O elevado número de lesões fez Clowney perder muitos treinamentos e tempo de jogo, o que obviamente atrapalhou seu desenvolvimento como profissional. Ao todo, ele disputou apenas 17 de 33 partidas possíveis e atuou 719 snaps somadas duas temporadas – para se ter uma ideia, J.J. Watt joga algo em torno de 1.000 snaps por ano.
Apesar disso, Clowney foi bem quando esteve em campo
Longe de ter condições físicas ideias há dois anos, Clowney acabou na prática tendo sua temporada de “estreia” na NFL em 2015 – e não foi mal, ao contrário do que algumas pessoas costumam pensar. Ele não justificou o hype pré-Draft, mas mesmo assim foi importante para a defesa dos Texans.
Sua maior contribuição foi no combate ao jogo terrestre, uma informação de certa maneira surpreendente dado sua fama de pass rusher. De acordo com o site Pro Football Focus, Clowney foi o segundo melhor 3-4 outside linebacker contra a corrida (atrás apenas de Khalil Mack) e o sexto mais efetivo no quesito porcentagem de corridas paradas (7,1%). O primeiro foi Jeremiah Attaochu, dos Chargers (11%).
Ademais, Jadeveon também foi útil contra o jogo aéreo. Ele somou 4,5 sacks, 5 hits e apressou os quarterbacks adversários (hurries) 18,5 vezes, sendo o terceiro melhor pass rusher da defesa de Houston – atrás de Watt e Whitney Mercilus. O linebacker foi especialmente efetivo no duelo contra os Patriots, na semana 14, quando demonstrou com mais frequência os atributos que o destacaram na universidade.

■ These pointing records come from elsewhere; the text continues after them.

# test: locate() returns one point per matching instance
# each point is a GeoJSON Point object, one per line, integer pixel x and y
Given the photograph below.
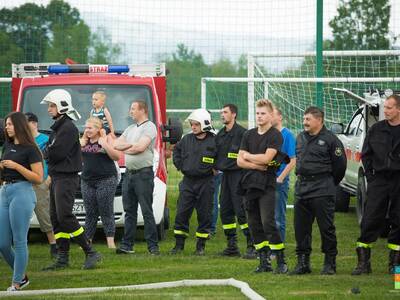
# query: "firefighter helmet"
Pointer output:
{"type": "Point", "coordinates": [202, 116]}
{"type": "Point", "coordinates": [62, 99]}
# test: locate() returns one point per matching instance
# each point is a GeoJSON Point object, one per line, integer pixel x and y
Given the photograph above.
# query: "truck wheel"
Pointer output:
{"type": "Point", "coordinates": [361, 197]}
{"type": "Point", "coordinates": [164, 225]}
{"type": "Point", "coordinates": [342, 200]}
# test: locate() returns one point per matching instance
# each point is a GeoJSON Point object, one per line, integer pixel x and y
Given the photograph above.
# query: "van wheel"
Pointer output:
{"type": "Point", "coordinates": [361, 197]}
{"type": "Point", "coordinates": [342, 200]}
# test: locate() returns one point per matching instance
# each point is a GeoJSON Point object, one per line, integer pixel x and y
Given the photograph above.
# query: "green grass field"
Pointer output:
{"type": "Point", "coordinates": [141, 268]}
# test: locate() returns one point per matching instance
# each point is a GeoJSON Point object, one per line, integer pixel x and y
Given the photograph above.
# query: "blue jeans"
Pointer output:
{"type": "Point", "coordinates": [281, 197]}
{"type": "Point", "coordinates": [137, 188]}
{"type": "Point", "coordinates": [17, 202]}
{"type": "Point", "coordinates": [214, 219]}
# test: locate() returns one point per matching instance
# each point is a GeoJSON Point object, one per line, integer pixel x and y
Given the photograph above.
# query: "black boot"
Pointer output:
{"type": "Point", "coordinates": [200, 247]}
{"type": "Point", "coordinates": [179, 245]}
{"type": "Point", "coordinates": [232, 248]}
{"type": "Point", "coordinates": [394, 260]}
{"type": "Point", "coordinates": [53, 251]}
{"type": "Point", "coordinates": [61, 262]}
{"type": "Point", "coordinates": [92, 258]}
{"type": "Point", "coordinates": [265, 261]}
{"type": "Point", "coordinates": [281, 266]}
{"type": "Point", "coordinates": [303, 265]}
{"type": "Point", "coordinates": [329, 267]}
{"type": "Point", "coordinates": [251, 252]}
{"type": "Point", "coordinates": [363, 264]}
{"type": "Point", "coordinates": [62, 259]}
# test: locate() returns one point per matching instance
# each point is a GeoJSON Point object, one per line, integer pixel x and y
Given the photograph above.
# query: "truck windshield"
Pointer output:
{"type": "Point", "coordinates": [119, 98]}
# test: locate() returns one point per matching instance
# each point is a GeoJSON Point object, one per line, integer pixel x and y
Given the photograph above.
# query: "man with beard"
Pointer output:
{"type": "Point", "coordinates": [231, 204]}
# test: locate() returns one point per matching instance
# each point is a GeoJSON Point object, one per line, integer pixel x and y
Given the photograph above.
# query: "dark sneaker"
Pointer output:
{"type": "Point", "coordinates": [91, 260]}
{"type": "Point", "coordinates": [24, 283]}
{"type": "Point", "coordinates": [154, 251]}
{"type": "Point", "coordinates": [122, 250]}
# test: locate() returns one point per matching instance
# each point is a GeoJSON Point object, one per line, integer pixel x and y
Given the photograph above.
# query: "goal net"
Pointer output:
{"type": "Point", "coordinates": [289, 81]}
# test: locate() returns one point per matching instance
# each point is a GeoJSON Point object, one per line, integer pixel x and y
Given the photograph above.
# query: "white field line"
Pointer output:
{"type": "Point", "coordinates": [243, 286]}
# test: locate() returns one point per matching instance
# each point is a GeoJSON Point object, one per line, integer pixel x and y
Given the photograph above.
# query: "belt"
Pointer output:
{"type": "Point", "coordinates": [313, 177]}
{"type": "Point", "coordinates": [11, 181]}
{"type": "Point", "coordinates": [139, 170]}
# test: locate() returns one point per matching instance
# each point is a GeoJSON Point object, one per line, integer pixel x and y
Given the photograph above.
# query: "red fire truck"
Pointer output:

O título de bust por enquanto é injusto, mas chegou a hora de dar um passo à frente
Seria uma injustiça já rotular Clowney como um bust, haja vista ele ter perdido quase toda a sua temporada de calouro com lesões. Claramente ele ainda não se transformou no atleta dominante que todos projetavam, porém o bom desempenho de 2015 é um sinal de que está ocorrendo evolução. Além disso, não devemos esquecer que a transição de um edge rusher do College Football para a NFL costuma ser uma das mais desafiadoras. Os offensive linemen são mais fortes e habilidosos, os esquemas defensivos tendem a ser mais complexos, é necessário aprender um novo arsenal de movimentos e refinar a técnica de pass rush para vencer os bloqueadores etc. Em suma, não é fácil chegar com tudo no nível profissional.

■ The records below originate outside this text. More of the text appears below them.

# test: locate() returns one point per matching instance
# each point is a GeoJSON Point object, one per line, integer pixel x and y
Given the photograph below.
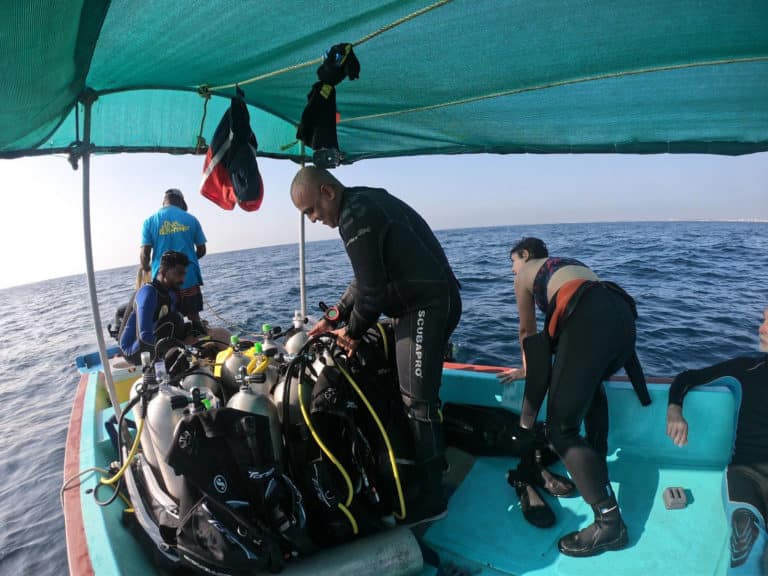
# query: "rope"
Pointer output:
{"type": "Point", "coordinates": [553, 85]}
{"type": "Point", "coordinates": [201, 143]}
{"type": "Point", "coordinates": [362, 40]}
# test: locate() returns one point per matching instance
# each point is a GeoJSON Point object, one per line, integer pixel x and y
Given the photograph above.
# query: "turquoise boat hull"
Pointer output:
{"type": "Point", "coordinates": [484, 530]}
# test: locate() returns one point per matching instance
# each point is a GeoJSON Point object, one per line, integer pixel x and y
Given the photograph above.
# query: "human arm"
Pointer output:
{"type": "Point", "coordinates": [677, 425]}
{"type": "Point", "coordinates": [199, 240]}
{"type": "Point", "coordinates": [362, 230]}
{"type": "Point", "coordinates": [527, 314]}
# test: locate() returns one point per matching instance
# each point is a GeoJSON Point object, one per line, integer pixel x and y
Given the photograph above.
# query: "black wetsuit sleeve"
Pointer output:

Contudo, a cobrança em cima do linebacker só irá aumentar e 2016 precisa definitivamente ser o ano do seu protagonismo, o momento em que ele dará o salto de rendimento citado no começo deste texto. Clowney não foi draftado cheio de pompas com a primeira escolha geral para ser apenas uma arma contra a corrida. Ele terá que brilhar também pressionando quarterbacks – sobretudo se J.J. Watt estiver fora no início da temporada.
Enfim saudável e com mais experiência de jogo, Clowney tende a seguir evoluindo para ser muito importante aos Texans em 2016. No começo de agosto, o próprio head coach Bill O’Brien elogio seu progresso: “Ele é um cara que está cada vez melhor. Ele entende nosso sistema, nosso esquema e o seu papel nele. Eu acho que ele acrescentou alguns movimentos de pass rush. Ele está ficando melhor a cada dia.”
No final das contas, parece ser grande a chance do linebacker atingir seu pleno potencial nesta temporada. Por outro lado, se isto novamente não acontecer, os críticos terão outro motivo para colocá-lo no nada honroso grupo de busts da NFL.